Corbin '92, has an interesting article in the October number of the OUTING, in which the Mile Walk as an event in intercollegiate games is protested against, and as a substitute the writer suggests the three mile run. It may be of interest to note the line of argument used.
The objections to the mile walk are numerous and strong. In the first place it is very ungraceful, and worse, it often partakes equally of the ridiculous and the disgusting. In the walker's effort to take long strides without rising from the ground, he is forced to very exaggerated and unnatural motions of all parts of his body. But these asthetic draw-backs are of least impotance.
A greater objection, is the impossibility of procuring a judge competent in all cases to judge fairly. He has too many men and styles to watch.
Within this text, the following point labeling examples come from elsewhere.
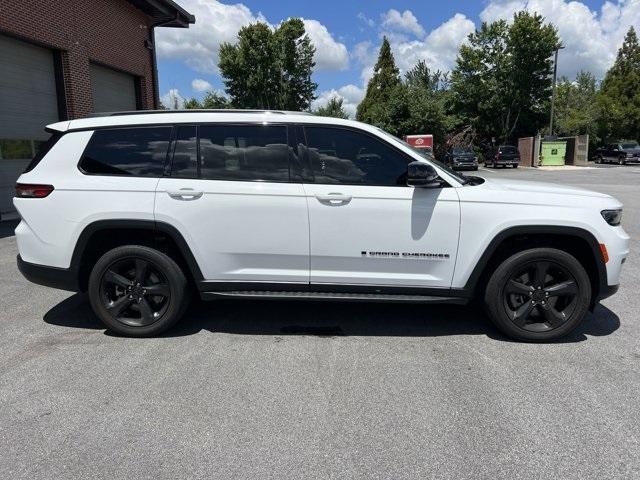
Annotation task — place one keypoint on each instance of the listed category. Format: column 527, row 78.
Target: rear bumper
column 61, row 278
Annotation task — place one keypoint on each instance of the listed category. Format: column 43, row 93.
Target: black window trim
column 125, row 127
column 198, row 125
column 409, row 158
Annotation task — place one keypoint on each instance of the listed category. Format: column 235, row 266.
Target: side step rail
column 333, row 296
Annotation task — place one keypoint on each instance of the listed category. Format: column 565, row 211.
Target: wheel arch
column 574, row 240
column 103, row 235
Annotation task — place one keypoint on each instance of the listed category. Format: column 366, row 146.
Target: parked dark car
column 503, row 155
column 461, row 158
column 620, row 153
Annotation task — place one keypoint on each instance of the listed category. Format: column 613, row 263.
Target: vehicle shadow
column 328, row 319
column 7, row 228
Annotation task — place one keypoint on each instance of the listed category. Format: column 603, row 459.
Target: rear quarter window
column 139, row 151
column 43, row 149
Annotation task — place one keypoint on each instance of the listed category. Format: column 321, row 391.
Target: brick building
column 62, row 59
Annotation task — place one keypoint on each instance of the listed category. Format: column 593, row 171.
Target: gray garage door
column 28, row 102
column 113, row 91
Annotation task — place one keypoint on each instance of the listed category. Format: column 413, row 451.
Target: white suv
column 139, row 209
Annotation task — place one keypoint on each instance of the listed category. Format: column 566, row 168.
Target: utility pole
column 553, row 87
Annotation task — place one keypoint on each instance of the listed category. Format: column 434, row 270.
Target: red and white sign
column 420, row 141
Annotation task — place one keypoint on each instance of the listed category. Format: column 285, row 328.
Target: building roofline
column 166, row 13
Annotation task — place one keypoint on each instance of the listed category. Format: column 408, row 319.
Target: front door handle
column 185, row 194
column 334, row 198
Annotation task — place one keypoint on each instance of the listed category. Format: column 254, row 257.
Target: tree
column 192, row 104
column 577, row 109
column 333, row 108
column 502, row 80
column 619, row 97
column 384, row 104
column 269, row 69
column 427, row 98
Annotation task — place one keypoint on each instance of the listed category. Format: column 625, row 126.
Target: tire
column 523, row 311
column 126, row 305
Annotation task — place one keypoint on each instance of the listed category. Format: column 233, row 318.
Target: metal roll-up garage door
column 113, row 91
column 28, row 102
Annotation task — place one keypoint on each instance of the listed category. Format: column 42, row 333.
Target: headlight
column 612, row 217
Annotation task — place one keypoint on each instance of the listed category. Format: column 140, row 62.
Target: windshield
column 429, row 156
column 462, row 150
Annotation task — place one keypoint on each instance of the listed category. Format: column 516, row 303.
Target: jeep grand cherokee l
column 140, row 209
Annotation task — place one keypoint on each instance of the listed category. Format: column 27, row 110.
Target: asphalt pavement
column 291, row 390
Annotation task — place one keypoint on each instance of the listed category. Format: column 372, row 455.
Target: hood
column 524, row 186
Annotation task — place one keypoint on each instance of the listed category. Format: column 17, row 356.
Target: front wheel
column 137, row 291
column 538, row 294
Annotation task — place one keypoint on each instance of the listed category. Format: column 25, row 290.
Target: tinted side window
column 244, row 152
column 185, row 153
column 127, row 151
column 43, row 149
column 348, row 157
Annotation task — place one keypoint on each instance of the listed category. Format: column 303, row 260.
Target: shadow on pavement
column 7, row 228
column 328, row 319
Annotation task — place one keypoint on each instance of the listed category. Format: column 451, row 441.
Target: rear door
column 229, row 193
column 368, row 228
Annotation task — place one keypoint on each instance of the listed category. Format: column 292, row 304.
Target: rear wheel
column 137, row 291
column 538, row 294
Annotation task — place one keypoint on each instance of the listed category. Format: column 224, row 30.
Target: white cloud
column 330, row 54
column 591, row 38
column 172, row 100
column 350, row 94
column 439, row 48
column 403, row 22
column 200, row 85
column 369, row 22
column 198, row 46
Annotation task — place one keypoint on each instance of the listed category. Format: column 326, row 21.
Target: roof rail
column 201, row 110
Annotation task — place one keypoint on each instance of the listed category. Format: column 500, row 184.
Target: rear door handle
column 334, row 198
column 185, row 194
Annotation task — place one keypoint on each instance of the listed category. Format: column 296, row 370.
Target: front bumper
column 61, row 278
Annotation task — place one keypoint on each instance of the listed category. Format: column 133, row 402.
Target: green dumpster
column 553, row 153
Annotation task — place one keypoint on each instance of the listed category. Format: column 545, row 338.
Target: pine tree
column 619, row 98
column 333, row 108
column 383, row 102
column 268, row 68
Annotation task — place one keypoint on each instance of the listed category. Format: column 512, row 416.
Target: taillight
column 28, row 190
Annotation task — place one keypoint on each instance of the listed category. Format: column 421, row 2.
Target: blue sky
column 347, row 35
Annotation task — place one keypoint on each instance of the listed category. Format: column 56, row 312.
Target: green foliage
column 427, row 100
column 502, row 81
column 384, row 104
column 576, row 107
column 619, row 98
column 269, row 69
column 333, row 108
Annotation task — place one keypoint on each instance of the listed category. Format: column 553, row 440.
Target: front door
column 229, row 195
column 367, row 227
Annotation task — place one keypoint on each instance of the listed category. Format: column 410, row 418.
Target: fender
column 150, row 225
column 581, row 233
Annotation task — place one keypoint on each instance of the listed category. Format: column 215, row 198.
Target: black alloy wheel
column 138, row 291
column 541, row 296
column 538, row 294
column 135, row 292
One judge, on first seeing a man walk may disqualify him for a gait that another judge has come to consider as fair. R. S. Hale is an example of this, he being taken off the track in the intercollegiate games, yet allowed to walk in the Yale-Harvard games.
The effect of this upon the athlete is very discouraging. He dares not over exert himself, and is in a continuous state of nervousness, which materially lessens the physical exertion, of which he would otherwise be capable, and it is well-known that courage and self-control are of the first importance to the success of the contestant.
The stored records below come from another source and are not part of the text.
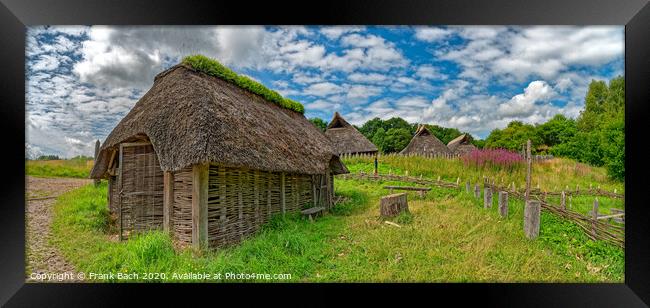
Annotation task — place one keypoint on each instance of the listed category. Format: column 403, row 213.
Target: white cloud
column 46, row 63
column 333, row 33
column 524, row 104
column 428, row 71
column 323, row 89
column 373, row 78
column 431, row 34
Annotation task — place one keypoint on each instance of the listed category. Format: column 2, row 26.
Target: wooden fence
column 595, row 226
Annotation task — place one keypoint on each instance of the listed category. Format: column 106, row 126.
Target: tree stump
column 531, row 219
column 487, row 197
column 392, row 205
column 503, row 203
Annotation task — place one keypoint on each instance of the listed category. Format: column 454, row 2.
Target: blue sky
column 82, row 80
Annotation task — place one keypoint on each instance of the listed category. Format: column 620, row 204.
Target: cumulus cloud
column 333, row 33
column 522, row 52
column 82, row 80
column 430, row 34
column 524, row 104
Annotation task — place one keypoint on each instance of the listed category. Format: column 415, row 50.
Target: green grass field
column 448, row 237
column 68, row 168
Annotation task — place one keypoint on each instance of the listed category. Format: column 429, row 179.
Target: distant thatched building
column 461, row 145
column 346, row 139
column 211, row 162
column 426, row 144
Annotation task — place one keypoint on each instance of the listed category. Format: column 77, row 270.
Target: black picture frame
column 15, row 15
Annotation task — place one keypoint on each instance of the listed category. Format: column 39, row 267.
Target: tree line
column 596, row 136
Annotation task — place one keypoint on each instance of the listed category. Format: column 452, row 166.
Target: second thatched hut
column 461, row 145
column 424, row 143
column 346, row 139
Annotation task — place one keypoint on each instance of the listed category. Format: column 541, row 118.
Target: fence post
column 594, row 214
column 96, row 181
column 528, row 170
column 531, row 219
column 487, row 197
column 503, row 203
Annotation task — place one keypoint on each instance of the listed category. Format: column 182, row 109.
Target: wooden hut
column 346, row 139
column 461, row 145
column 211, row 162
column 424, row 143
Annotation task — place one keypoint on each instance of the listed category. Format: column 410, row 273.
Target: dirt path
column 42, row 258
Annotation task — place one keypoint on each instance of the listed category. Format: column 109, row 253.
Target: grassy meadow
column 447, row 237
column 67, row 168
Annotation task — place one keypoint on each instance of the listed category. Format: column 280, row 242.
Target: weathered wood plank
column 283, row 200
column 392, row 205
column 200, row 205
column 531, row 219
column 487, row 197
column 168, row 199
column 503, row 203
column 408, row 188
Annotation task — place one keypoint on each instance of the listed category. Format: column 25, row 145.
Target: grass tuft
column 214, row 68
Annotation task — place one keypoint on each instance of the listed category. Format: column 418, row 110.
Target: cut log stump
column 313, row 212
column 392, row 205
In the walk the purpose of physical culture is practically defeated. Although most trainers maintain that the exercise is not the on whole injurious, it surely fails of adequate physical good. The grating motions of the hip produces an effect on the alimentary canal which surely cannot aid the digestion, when the ordinary peristaltic motion is surely insufficient. More than any other athletic exertion, the walk produces vomiting, so it is not conducive to more bodily soundness. What is more, walking does not develop the body for its best efficiency. Other events exercise the muscles employed in the normal and rational activities, such as leaping ditches, hurdling fences and running at full speed. So the walk is proved ugly, "because it is unnatural and perversive of the proper functions of the body.
But in abolishing the mile walk another event ought to be substituted. The three mile run has been proposed by the Inter-collegate Athletic Association. The event added to the regular list would enable cross country runners, now ipso facts unfitted for track events, to compete in them, and by giving track athletes greater endurance, would enable them to lower present records.